ANTOINE Gérald, Citoyen et élu municipal à CORBIE - Somme - Picardie. Actualités socio-culturelles et politiques.
Martin Hirsch, ex-président d'Emmaüs France, haut-commissaire aux Solidarités actives contre la pauvreté Crédit Photo : TF1-LCI
Défavorable à l'instauration d'une franchise sur les soins, Martin Hirsch, Haut commissaire aux solidarités actives, a formulé trois contre-propositions.
l'instauration d'un "bouclier sanitaire", d'une "taxe nutritionnelle" et le non remboursement de la première journée des arrêts maladie.
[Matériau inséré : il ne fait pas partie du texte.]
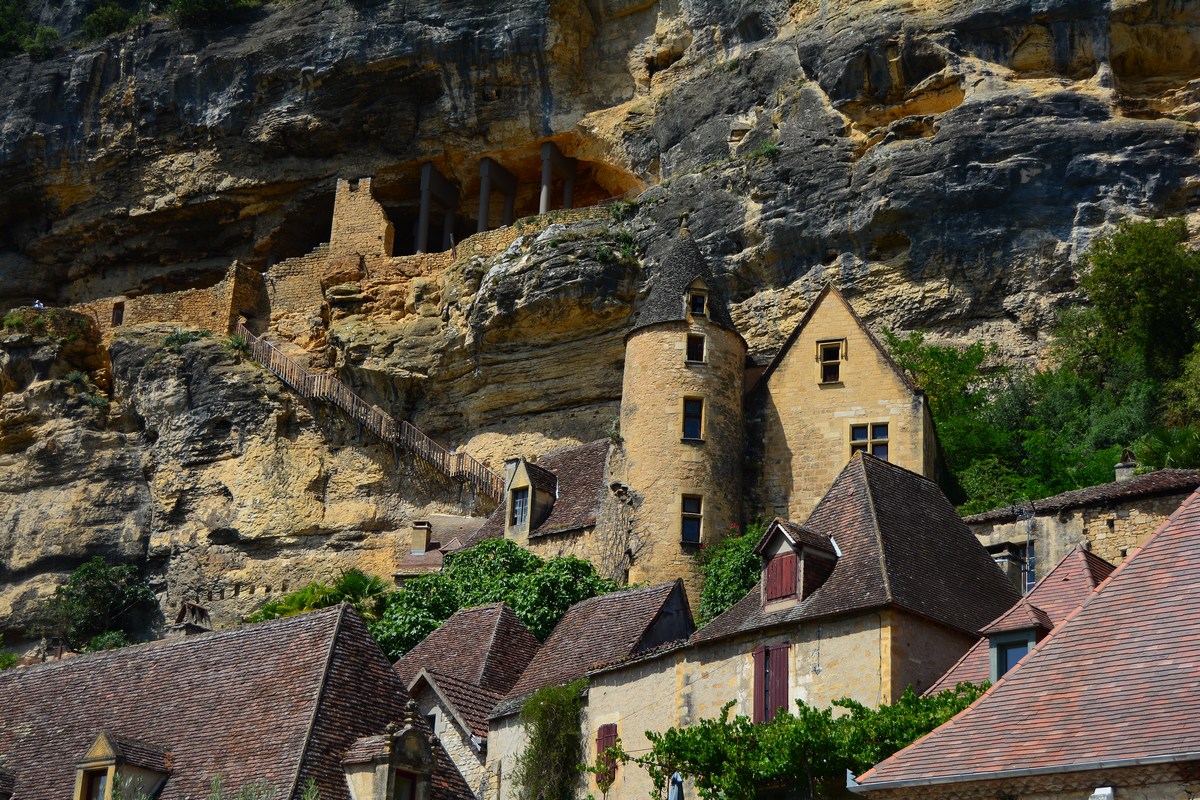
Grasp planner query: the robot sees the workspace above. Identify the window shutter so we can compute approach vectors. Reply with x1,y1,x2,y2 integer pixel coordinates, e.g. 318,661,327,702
754,648,767,722
766,644,792,720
S.L - le 26/06/2007 - 11h02
Le style Hirsch, la contre-proposition. Le Haut commissaire aux solidarités actives l'avait affirmé dès son entrée au gouvernement, instaurer des franchises sur les soins afin d'alléger la charge de l'assurance maladie n'est pas "une bonne mesure". Dans une note transmise aux ministères de la Santé et des Comptes publics, l'ancien président d'Emmaüs France propose trois mesures (détaillées ci-dessous). Le ministère de Roselyne Bachelot doit formuler d'ici la première semaine de juillet un plan pour le redressement de la sécurité sociale. Quant à la franchise, "aucun calendrier n'est encore fixé", affirmait-on mardi au cabinet de la ministre.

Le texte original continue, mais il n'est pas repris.